Reputation: 203
Is there any way to update a container (or more accurately all running containers of a specific application) configuration file while it's running?
Lets say that I have a configuration file that my application reads each time it needs to access some configuration value, and I have decided to change that value while the application is running so that the next time that it reads the value it will be the updated value.
From looking at the kubernetes documentation It feels like that there should be some kubectl command that will allow it, but I couldn't find it.

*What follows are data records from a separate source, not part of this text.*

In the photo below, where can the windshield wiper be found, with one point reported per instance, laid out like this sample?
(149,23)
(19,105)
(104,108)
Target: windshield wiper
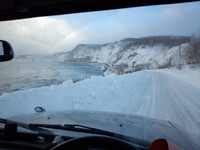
(25,126)
(86,129)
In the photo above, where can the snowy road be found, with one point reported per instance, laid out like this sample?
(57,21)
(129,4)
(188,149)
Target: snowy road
(156,94)
(171,99)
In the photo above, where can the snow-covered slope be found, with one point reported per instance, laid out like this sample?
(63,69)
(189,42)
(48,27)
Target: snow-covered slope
(129,54)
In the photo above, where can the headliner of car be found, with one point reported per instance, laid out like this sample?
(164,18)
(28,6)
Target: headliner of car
(19,9)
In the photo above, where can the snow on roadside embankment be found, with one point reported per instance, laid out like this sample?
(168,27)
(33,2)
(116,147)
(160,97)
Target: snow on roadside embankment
(166,94)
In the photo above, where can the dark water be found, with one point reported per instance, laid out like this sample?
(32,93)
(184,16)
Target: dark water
(30,73)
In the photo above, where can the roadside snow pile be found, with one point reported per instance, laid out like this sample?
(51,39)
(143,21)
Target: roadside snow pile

Also I guess that I can achieve similar result by doing a rolling update to those containers, right?
Upvotes: 0
Views: 1269
Reputation: 39507
You need to take a look at confmaps
and secrets
.
Many applications require configuration via some combination of config files, command line arguments, and environment variables. These configuration artifacts should be decoupled from image content in order to keep containerized applications portable.
You can use confmap
to store lets say nginx config, then edit the confmap, and the edits will be live on the running containers. (in nginx case you need to reload the nginx service so the new configuration takes effect.)
Example Yaml:
kind: ConfigMap
apiVersion: v1
metadata:
creationTimestamp: 2016-02-18T19:14:38Z
name: example-config
namespace: default
data:
example.property.1: hello
example.property.2: world
example.property.file: |-
property.1=value-1
property.2=value-2
property.3=value-3
To create configmap
from exitsting config file:
kubectl create configmap <confmap name> --from-file=path/to/config.conf
To edit configmap
:
kubectl edit configmap <confmap name>
Secrets
are similar to configmaps, they are just used for secure data, like private keys, password and etc.